📘 Project Overview: Statistical Analysis Using Python¶

Objective of the Project¶

The main goal of this project is to understand, analyze, and apply fundamental statistical concepts using a real dataset and Python programming. This project demonstrates how statistical theory connects with practical data analysis by combining descriptive statistics, inferential statistics, and visual exploration.

Through this project, we aim to answer questions such as:

  • How can we summarize a dataset using statistical measures?
  • How do we quantify variability and distribution?
  • How can we statistically test hypotheses using real data?
  • How do different groups compare with each other statistically?

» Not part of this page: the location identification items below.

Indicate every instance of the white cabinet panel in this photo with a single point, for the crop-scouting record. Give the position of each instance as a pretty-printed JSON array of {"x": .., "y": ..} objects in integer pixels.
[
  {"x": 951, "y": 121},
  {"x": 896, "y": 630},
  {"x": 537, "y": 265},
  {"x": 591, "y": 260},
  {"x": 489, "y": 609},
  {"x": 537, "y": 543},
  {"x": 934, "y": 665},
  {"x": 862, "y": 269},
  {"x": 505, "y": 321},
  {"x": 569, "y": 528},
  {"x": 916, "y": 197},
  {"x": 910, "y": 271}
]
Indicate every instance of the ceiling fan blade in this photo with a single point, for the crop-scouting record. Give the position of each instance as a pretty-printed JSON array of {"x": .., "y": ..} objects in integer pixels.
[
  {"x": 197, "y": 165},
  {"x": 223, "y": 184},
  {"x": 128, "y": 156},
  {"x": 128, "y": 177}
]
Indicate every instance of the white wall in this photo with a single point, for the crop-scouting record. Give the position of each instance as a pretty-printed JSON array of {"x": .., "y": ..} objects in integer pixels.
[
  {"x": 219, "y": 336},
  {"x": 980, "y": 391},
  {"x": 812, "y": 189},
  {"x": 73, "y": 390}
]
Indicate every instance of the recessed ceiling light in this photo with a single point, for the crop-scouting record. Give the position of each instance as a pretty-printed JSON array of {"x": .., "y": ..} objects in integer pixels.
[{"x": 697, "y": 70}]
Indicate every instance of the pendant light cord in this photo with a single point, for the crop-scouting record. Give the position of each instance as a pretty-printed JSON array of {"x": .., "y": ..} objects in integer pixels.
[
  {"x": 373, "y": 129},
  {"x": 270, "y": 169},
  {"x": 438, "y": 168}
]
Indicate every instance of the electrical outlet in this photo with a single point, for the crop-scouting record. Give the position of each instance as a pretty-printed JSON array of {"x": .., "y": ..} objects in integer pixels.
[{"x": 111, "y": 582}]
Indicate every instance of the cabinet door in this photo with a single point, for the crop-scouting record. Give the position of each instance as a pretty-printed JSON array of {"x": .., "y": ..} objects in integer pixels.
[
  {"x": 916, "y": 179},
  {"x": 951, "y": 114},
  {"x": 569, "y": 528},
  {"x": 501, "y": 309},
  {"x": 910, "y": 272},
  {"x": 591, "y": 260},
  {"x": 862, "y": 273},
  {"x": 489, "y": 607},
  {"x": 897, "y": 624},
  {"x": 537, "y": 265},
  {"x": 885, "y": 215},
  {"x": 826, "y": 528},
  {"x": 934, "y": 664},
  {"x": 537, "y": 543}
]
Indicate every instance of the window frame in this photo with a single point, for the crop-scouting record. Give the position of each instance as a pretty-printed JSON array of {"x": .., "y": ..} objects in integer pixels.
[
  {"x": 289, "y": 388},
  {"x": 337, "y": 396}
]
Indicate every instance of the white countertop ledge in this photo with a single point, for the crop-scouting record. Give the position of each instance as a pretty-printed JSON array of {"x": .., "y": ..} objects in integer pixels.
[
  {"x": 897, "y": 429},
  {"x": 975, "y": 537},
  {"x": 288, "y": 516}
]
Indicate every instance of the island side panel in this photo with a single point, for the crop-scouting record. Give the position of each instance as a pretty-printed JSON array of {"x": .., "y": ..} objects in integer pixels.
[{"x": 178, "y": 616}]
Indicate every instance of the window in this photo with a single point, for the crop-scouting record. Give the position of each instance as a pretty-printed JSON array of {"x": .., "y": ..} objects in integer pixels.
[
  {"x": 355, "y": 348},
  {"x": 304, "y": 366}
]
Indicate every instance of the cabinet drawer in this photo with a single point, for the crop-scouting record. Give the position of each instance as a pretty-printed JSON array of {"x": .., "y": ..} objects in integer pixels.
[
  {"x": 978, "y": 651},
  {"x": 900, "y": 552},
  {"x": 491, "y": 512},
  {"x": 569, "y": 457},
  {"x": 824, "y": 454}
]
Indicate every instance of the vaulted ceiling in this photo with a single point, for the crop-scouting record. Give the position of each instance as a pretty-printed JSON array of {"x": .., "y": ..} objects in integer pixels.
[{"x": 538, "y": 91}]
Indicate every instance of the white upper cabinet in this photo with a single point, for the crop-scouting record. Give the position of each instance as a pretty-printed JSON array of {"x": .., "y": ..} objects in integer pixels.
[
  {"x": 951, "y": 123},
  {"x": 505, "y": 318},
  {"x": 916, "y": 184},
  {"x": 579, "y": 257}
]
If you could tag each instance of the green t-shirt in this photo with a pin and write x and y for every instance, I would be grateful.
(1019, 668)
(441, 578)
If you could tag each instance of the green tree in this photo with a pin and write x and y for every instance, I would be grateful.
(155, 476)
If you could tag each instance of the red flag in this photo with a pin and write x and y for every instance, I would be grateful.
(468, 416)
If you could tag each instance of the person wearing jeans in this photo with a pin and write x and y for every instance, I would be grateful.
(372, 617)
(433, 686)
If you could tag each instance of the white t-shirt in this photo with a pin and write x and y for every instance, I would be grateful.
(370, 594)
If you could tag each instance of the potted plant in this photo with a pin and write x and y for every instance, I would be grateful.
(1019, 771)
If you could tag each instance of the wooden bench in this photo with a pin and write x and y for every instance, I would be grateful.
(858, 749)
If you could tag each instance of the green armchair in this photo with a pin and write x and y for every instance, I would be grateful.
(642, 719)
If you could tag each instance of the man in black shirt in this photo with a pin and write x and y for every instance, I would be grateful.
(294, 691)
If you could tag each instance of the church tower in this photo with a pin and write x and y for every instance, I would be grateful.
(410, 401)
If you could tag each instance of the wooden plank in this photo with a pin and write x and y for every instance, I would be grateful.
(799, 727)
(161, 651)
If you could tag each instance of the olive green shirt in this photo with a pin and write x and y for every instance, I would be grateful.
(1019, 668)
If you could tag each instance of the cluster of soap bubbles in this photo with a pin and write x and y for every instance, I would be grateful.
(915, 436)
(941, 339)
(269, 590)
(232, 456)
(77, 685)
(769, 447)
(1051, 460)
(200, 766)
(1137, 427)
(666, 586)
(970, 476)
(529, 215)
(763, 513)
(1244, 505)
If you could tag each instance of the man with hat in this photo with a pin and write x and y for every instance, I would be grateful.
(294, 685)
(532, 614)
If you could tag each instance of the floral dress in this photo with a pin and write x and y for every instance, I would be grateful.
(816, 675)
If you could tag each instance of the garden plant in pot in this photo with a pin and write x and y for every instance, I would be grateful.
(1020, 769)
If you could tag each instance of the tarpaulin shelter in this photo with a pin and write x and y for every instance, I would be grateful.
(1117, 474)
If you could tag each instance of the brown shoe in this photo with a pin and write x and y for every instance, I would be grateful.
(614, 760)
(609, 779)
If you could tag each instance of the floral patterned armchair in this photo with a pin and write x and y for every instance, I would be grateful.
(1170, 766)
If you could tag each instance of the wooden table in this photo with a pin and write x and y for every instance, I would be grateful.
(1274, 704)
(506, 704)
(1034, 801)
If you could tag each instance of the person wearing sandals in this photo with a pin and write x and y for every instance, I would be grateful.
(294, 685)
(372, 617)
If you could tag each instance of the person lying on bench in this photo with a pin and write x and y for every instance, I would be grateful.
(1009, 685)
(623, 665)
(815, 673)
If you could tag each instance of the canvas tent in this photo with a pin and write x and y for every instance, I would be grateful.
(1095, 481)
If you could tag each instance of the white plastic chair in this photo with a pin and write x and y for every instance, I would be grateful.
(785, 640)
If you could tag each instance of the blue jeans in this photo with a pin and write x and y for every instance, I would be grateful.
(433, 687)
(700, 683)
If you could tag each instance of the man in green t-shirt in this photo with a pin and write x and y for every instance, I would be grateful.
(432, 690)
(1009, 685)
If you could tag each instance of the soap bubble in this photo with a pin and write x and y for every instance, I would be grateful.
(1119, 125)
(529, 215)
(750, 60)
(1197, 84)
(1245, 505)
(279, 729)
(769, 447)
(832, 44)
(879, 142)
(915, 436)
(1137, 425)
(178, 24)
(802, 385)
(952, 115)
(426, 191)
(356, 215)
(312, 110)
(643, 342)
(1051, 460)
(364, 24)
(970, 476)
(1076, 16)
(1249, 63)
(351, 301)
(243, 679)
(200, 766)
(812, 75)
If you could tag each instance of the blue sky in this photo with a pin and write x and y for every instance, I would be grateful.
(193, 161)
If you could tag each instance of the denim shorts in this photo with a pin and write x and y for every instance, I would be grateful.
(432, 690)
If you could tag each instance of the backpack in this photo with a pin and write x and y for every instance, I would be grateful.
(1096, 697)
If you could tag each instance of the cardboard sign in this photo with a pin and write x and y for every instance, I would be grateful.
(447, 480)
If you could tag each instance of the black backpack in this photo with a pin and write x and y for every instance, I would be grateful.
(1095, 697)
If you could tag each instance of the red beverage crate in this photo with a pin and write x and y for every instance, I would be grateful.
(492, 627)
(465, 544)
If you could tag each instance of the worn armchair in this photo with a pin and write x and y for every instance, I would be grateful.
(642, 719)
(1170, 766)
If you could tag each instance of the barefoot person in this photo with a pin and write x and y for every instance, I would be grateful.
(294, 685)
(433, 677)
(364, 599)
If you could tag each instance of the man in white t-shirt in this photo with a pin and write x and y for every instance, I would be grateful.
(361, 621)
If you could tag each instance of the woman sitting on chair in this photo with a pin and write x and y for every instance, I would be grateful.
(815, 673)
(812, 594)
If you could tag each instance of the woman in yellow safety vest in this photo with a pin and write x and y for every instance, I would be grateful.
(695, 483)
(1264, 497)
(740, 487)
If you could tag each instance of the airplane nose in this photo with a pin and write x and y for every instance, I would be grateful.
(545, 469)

🔍 What This Project Covers¶

The project is divided into multiple logical sections, each building on the previous one.


1️⃣ Exploratory Data Analysis (EDA)¶

We begin by understanding the structure of the dataset:

  • Inspecting variables and their data types
  • Identifying numerical and categorical features
  • Understanding the overall distribution of the data

This step helps build intuition before applying statistical methods.


2️⃣ Measures of Central Tendency¶

We compute and interpret:

  • Mean – average value
  • Median – middle value
  • Mode – most frequent value

These measures help summarize the “central location” of the data.


3️⃣ Measures of Dispersion¶

To understand variability in the data, we calculate:

  • Variance
  • Standard Deviation
  • Interquartile Range (IQR)

These describe how spread out the values are around the center.


4️⃣ Understanding Data Distribution¶

We analyze:

  • Skewness → direction of asymmetry
  • Kurtosis → tail heaviness of the distribution

Visual tools such as histograms and boxplots are used to reinforce interpretation.


5️⃣ Hypothesis Testing¶

We apply statistical tests to draw conclusions from data:

a) One-sample t-test¶

Tests whether a sample mean differs from a known population mean.

b) Independent two-sample t-test¶

Compares means between two independent groups.

c) One-way ANOVA¶

Tests whether there are statistically significant differences among three or more groups.

Each test includes:

  • Null and alternative hypotheses
  • Test statistic
  • p-value interpretation

6️⃣ Visualization for Statistical Insight¶

Data visualization plays a key role in understanding patterns:

  • Histograms for distributions
  • Boxplots for group comparison
  • Scatter and density plots for relationship analysis

Visuals support and validate statistical findings.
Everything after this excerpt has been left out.